Il cioccolato lo si preferisce dietetico, per bere si usano bottigliette di plastica, il pranzo lo si consuma in qualche malga ben attrezzata e perfino le canzoni da montagna sono sostituite dagli MP player o dagli I-pod.

Ogni tanto, però, mi piace indossare il vecchio abbigliamento e, vagando sui sentieri o sulle alte vie, mi capita di riconoscere, sudati e ansanti, altri nostalgici in pantaloni alla zuava e maglione. Un senso di commossa solidarietà mi invade allora il cuore.

Non c'è bisogno di parole, basta uno sguardo, un cenno d'intesa e poi ognuno se ne riparte più contento per il proprio sentiero, magari accennando, a mezza voce, « Lassù sulle montagne tra boschi e valli d'or... »




oppure:

martedì 7 settembre 2010

Gli scarponi: una metafora ?



Che bellezza quando si sta per partire per la montagna cominciare a preparare i vecchi scarponi.

Per mesi interi, a volte per anni, non li indossiamo ma quando c' è bisogno, quando si tratta di fare insieme un viaggio, una passeggiata in luoghi impervi, una scalata un po' aspra ...ecco che i vecchi scarponi si adattano perfettamente al piede, si abituano immediatamente al nostro passo, seguono le esigenze del nostro cammino.
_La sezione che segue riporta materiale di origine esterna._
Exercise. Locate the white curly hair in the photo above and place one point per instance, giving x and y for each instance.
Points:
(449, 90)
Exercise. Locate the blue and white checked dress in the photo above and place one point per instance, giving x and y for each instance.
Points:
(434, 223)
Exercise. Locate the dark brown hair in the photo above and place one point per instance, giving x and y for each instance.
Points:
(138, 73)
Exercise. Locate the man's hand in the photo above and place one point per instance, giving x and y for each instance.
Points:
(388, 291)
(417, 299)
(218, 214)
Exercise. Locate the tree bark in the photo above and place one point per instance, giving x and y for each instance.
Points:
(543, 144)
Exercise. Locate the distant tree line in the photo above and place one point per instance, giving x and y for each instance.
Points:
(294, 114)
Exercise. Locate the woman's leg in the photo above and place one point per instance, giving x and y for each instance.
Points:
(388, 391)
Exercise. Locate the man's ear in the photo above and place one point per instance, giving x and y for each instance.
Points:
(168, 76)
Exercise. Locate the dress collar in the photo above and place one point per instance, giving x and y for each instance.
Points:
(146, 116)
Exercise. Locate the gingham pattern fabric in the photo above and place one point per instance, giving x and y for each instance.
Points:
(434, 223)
A volte - è vero- li abbiamo abbandonati per scarpe più eleganti, più nuove, forse più belle e appariscenti e  più alla moda, ma... che sforzo conformarle ai nostri piedi !
Non ci conoscono, non sono abituate alla nostra maniera di percorrere i sentieri, non sono affidabili.
E poi quanta fatica per la manutenzione, soprattutto i primi tempi .
Bisogna starci dietro, usare i modi adatti, mentre con i vecchi scarponi, nessun problema: la fase d'adattamento è finita.

E che dire delle scarpe acquistate via internet, quelle comprate sulla base della sola foto, quelle che lì per lì ci sembravano stupende ma che non abbiamo nemmeno avuto l'occasione di provare? Quando arrivano a casa spesso sono una delusione: un bel pacchetto un bell'involucro ma cercate di indossarle.
La pelle è dura come cartone, si disfano subito, non hanno la resistenza dei cari vecchi scarponi.

Facile, forse scontato:  gli scarponi come metafora dei vecchi amici e dell'amicizia.